R. Albert Mohler Jr., president of Southern Baptist Theological Seminary, argued against keeping either Saddleback or Fern Creek within the Southern Baptist fold. He said the idea of women pastors “is an issue of fundamental biblical authority that does violate both the doctrine and the order of the Southern Baptist Convention.”
‘Behave like Christians’
Newly reelected SBC President Bart Barber appeared before the outcome of the votes were announced to urge an appropriate response. “I believe in the sanctity of marriage, but I know sometimes in our churches people wind up in biblical divorce,” he said. “But we don’t throw divorce parties at our church, OK?”
After Baptists responded with applause, he added: “And whatever these results are, I’m asking you: Behave like Christians, OK?”
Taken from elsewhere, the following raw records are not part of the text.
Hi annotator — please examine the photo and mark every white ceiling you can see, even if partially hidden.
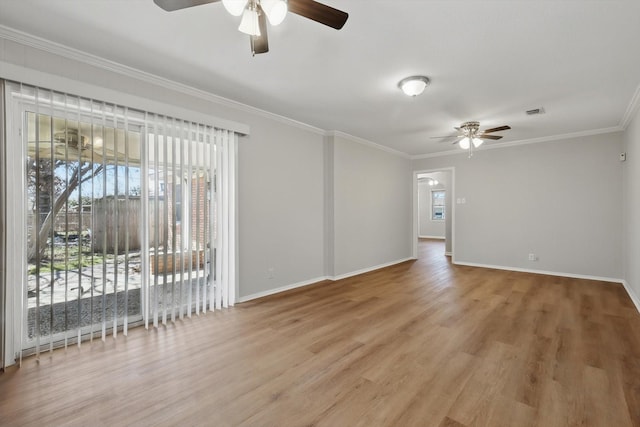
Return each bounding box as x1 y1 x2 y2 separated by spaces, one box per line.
0 0 640 155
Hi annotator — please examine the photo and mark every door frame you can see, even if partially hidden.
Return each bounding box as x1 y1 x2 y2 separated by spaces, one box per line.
412 166 456 264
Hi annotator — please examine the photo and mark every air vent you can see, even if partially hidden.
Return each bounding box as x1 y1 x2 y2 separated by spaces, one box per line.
525 107 544 116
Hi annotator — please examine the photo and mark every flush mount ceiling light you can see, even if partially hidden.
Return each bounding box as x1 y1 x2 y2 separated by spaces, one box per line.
153 0 349 55
398 76 431 96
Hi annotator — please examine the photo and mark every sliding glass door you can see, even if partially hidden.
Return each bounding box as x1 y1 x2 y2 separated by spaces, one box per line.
2 84 235 364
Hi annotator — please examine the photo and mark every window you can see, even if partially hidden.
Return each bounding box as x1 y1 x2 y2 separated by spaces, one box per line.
0 83 237 364
431 190 445 221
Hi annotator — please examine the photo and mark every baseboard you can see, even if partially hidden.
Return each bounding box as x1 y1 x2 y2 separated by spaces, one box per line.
327 257 415 280
622 280 640 313
236 257 415 303
236 277 328 303
454 261 624 283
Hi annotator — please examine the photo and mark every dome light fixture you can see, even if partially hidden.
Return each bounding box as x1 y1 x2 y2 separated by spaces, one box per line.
398 76 431 97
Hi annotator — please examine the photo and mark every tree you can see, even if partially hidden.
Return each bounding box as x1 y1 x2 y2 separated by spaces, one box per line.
27 159 104 262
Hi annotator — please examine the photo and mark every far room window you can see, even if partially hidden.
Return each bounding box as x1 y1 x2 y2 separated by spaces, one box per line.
431 190 445 221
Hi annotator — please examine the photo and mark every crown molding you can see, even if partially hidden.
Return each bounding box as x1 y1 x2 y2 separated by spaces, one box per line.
411 126 624 160
619 85 640 130
0 25 326 135
325 130 411 159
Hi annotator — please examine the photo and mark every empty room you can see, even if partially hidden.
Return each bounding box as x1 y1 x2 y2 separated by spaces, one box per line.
0 0 640 427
After Wednesday’s vote, Warren appeared resigned. “We lost,” he said at a press conference. “I wasn’t expecting to win. We actually got about 700 more votes than I expected.”
Warren said he took on the appeal for the sake of pastors of other churches who don’t have the same kind of platform that he does and who worry that SBC leaders will come after them. “They can’t hurt me,” he said. He noted that Saddleback will still be part of its local Baptist association and the California Baptist state convention.
But Warren criticized the move for its shortsightedness. “It’s not really smart when you are losing half a million members a year to kick out people who want to fellowship with you,” he said.
The retired pastor, known for his wisdom on the topic of planting and growing churches, said, “The messengers voted from conformity and uniformity, not unity. … The only way you can give unity is to love diversity.” He added, “Truth wins out over tradition.”
Popham was equally undaunted. Dressed in a green T-shirt from her church’s children’s music program, the pastor said the church will keep doing what they’ve been doing for decades. Last week, she said, three kids in the church had accepted Jesus as their savior during the church’s Vacation Bible School.
“I think God has greater things for us now because the God we serve is so much bigger than the Southern Baptist Convention,” she said, adding. “I need to say: Thank you, Southern Baptists. You’ve given us great publicity.”
Freedom Church also had its say in front of the delegates on Tuesday, with Donald Stewart, an elder of the Florida congregation, saying in his three-minute speech that the church’s former pastor resigned and is “no longer involved in the leadership of the church.”
But Executive Committee member Dean Inserra cast doubt on whether that pastor would remain resigned. He added that the state convention and a local association in Florida “provided Freedom Church with the confirmed and admitted sexual misconduct of the individual serving as the senior pastor, yet Freedom Church took zero action.”
The closely watched decisions about women pastors demonstrated that many Southern Baptists remain committed to the Baptist Faith and Message, their doctrinal statement that declares: “While both men and women are gifted for service in the church, the office of pastor is limited to men as qualified by Scripture.”
The three churches were among eight congregations officially disaffiliated by the denomination’s Executive Committee since last year’s annual meeting.
The appeals that reached the convention floor on the first day of the two-day meeting marked a new juncture for Southern Baptists. When the Executive Committee announced in May this would occur, its chairman, David Sons, called it “the first time in SBC history for this particular item of business to come before the Convention.”